Amit Singh, associate professor at the Centre for Infectious Disease Research, Indian Institute of Science, Bengaluru said, “We went into a lockdown a little early and even the relaxation of restrictions happened a little early. Other countries lifted their lockdown when their curve had started to come down, but we did it when the curve is going up exponentially. It was not well-timed. However, economic considerations have to be kept in mind. The only strategy that the government can now adopt is aggressively test and isolate those with the infection or close areas where they think the infection is circulating in the community.”

The Delhi government had on June 2 restricted its testing criteria excluding asymptomatic contacts who weren’t old or have known co-morbidities such as diabetes, hypertension, or cancer. The Lieutenant Governor on Monday reversed the decision.

The health minister also said that the Delhi government had to be prepared as none of the predictions were coming true, such as people believing that the spread of Covid-19 would come down when the temperature increased.

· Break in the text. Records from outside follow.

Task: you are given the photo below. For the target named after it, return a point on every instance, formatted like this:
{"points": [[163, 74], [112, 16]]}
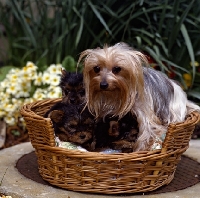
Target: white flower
{"points": [[46, 78], [17, 89], [13, 89], [39, 94], [54, 80], [54, 69], [38, 79]]}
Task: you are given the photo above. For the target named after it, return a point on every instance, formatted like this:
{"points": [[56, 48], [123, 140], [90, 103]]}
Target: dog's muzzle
{"points": [[103, 85]]}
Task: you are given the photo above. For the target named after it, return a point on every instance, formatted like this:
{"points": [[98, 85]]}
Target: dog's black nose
{"points": [[103, 85], [82, 136]]}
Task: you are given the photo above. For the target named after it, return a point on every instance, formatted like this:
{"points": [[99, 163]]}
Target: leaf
{"points": [[98, 15], [2, 133], [190, 50]]}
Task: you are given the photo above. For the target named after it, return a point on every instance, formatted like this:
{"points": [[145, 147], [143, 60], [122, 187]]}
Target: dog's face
{"points": [[72, 87], [113, 77], [73, 126]]}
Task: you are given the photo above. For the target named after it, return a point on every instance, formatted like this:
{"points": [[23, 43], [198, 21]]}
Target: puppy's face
{"points": [[72, 126]]}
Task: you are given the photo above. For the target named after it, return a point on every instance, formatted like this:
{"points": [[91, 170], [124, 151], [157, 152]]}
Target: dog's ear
{"points": [[56, 116]]}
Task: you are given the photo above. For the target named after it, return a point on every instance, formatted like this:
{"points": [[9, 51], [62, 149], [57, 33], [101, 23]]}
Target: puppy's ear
{"points": [[56, 116]]}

“Epidemiologically, seasonality does not play a role when there is an epidemic because there is a high pool of susceptible people. This was also seen during the H1N1 pandemic, when for two years the seasonality had changed completely before the infection becoming endemic and starting to follow the pattern. The same is likely to happen with Covid-19,” said Dr Broor.

The health minister said the government was working towards arranging twice the number of beds than patients in the hospitals. “By June 15, around 7,000 beds will be occupied and by June 30, 15,000. We are preparing for the foreseeable situation of June 30, and for that, we are making preparations of the Covid infrastructure in stadiums, banquet halls, and hotels,” he said.